By Isabella Senno
[email protected]
The federal Centers for Medicare and Medicaid Services, which regulate the Obamacare individual market, issued a rule on April 13 meant to increase consumer choices and market stability for providers.
The rule follows a week in which insurance companies Aetna and Wellmark announced that in 2018 they will stop selling individual insurance policies on Iowa’s health-care exchange. This shift in providers means approximately 58,000 Iowans could be left without insurance in about nine months.
Peter Damiano, the director of the University of Iowa Public Policy Center, said Iowa’s individual market was created under the Affordable Care Act in 2014, and it has mainly been meant for those who either did not or could not receive coverage through alternative sources, such as an employer.
Aetna and Wellmark have contended that rising financial risk and market uncertainty are their reasons for leaving the individual healthcare exchange. This is an argument that could lead to further future instability, Damiano said.
“The problem with the argument saying the individual market is broken now is that it was broken before the Affordable Care Act started,” he said. “If they don’t enforce the individual mandate, meaning everybody has to have insurance, then it really will be down to just the sicker people who buy it and the risk pool is going to get worse.”
Scott McIntyre, the vice president for communications at the Iowa Hospital Association, said this increased instability could leave hospitals across the state in the lurch.
“Just because people are uninsured doesn’t mean they don’t need health care, and they will come to the hospital seeking care one way or another,” McIntyre said. “Our hospitals have always dealt with uninsured people who either have no capability or limited capability to pay for their health care …”
Two major issues with uncompensated or “charity” care McIntyre points to are that uninsured individuals tend to not have regular relationships with health-care providers and tend to be treated in expensive emergency departments.
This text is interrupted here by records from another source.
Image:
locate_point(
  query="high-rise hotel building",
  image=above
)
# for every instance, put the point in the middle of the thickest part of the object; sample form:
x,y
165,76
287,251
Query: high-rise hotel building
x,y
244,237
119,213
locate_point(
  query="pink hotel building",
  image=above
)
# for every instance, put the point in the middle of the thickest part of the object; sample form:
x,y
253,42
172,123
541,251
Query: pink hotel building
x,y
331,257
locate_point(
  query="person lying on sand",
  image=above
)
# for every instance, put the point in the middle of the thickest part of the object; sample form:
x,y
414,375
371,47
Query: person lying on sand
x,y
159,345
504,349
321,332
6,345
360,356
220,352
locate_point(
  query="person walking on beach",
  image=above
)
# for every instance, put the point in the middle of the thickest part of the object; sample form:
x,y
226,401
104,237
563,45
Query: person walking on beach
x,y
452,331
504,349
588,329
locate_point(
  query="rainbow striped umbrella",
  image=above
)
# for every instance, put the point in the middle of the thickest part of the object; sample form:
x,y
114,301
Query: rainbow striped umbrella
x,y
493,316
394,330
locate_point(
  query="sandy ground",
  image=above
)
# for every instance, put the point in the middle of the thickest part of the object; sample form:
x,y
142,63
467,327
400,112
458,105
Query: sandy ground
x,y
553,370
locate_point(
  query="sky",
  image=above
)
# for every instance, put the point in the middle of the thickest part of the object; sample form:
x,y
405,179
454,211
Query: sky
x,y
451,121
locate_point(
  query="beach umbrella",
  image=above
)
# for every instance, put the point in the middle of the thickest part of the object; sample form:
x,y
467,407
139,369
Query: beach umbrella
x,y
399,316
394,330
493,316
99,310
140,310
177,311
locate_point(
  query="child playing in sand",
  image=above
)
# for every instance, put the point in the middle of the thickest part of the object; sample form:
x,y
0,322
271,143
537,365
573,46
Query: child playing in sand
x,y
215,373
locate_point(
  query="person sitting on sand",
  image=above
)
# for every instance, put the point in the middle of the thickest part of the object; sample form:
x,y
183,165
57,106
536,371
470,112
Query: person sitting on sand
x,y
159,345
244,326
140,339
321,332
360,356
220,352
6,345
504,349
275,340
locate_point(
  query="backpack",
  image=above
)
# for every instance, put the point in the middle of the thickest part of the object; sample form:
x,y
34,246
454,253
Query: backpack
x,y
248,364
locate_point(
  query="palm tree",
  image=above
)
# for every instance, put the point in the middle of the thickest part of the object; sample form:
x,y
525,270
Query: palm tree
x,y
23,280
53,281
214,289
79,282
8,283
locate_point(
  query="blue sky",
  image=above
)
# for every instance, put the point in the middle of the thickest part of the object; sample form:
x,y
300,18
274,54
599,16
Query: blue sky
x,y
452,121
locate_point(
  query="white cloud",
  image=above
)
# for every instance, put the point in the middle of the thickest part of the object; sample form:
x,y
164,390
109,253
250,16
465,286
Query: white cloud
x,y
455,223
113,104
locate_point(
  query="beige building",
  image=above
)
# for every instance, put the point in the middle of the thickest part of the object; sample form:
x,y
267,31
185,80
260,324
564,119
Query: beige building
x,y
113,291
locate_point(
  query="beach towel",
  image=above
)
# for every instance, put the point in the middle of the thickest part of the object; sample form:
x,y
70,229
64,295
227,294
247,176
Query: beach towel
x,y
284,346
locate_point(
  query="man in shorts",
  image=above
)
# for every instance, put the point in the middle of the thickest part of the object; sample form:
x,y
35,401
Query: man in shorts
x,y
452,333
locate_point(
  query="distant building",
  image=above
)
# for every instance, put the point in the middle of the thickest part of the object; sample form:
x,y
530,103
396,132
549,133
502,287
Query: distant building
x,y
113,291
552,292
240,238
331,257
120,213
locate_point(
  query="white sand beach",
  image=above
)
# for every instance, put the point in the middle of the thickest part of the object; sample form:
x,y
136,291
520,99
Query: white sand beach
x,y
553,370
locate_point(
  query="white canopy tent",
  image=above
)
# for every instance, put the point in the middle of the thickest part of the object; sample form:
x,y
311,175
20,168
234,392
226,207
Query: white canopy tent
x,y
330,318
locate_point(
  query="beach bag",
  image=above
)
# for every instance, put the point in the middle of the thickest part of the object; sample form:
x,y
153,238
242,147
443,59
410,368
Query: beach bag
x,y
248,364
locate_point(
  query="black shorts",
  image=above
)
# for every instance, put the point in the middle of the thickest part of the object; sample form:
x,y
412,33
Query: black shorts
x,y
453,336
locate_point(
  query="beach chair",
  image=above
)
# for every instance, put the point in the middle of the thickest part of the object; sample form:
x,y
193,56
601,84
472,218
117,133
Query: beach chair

McIntyre said within one year of the ACA taking full effect, charity care for Iowa hospitals fell by a combined cost of $127 million, 38 percent. With the individual-insurance market experiencing losses, uncompensated care may see a resurgence, leading to problems for hospitals and for other patients.
“Charity care, one way or another, is paid for, if not completely at least partially, by people who are insured privately … so those losses [from individual insurance] are passed along … by the hospitals in order to be financially viable,” McIntyre said. “Truly, if the impact is great enough, hospitals might freeze hiring, hospitals might not update technology or other advancements for their facility, hospitals might not do community services like free immunizations or free counseling.”
With Aetna and Wellmark gone, the individual insurance market in Iowa is now down to two providers, Medica and Gunderson Health Plan. This leaves extremely limited options for individual consumers, according to the latest data from the Iowa Insurance Division, Medica, which is the only company remaining to sell individual policies statewide.
The company must make a decision by mid-June about whether it will continue to offer plans in 2018.
“We haven’t made any decisions at this point, so there’s really not more to say other than we’re evaluating our options and the situation,” said Greg Bury, the senior manager of public relations for Medica.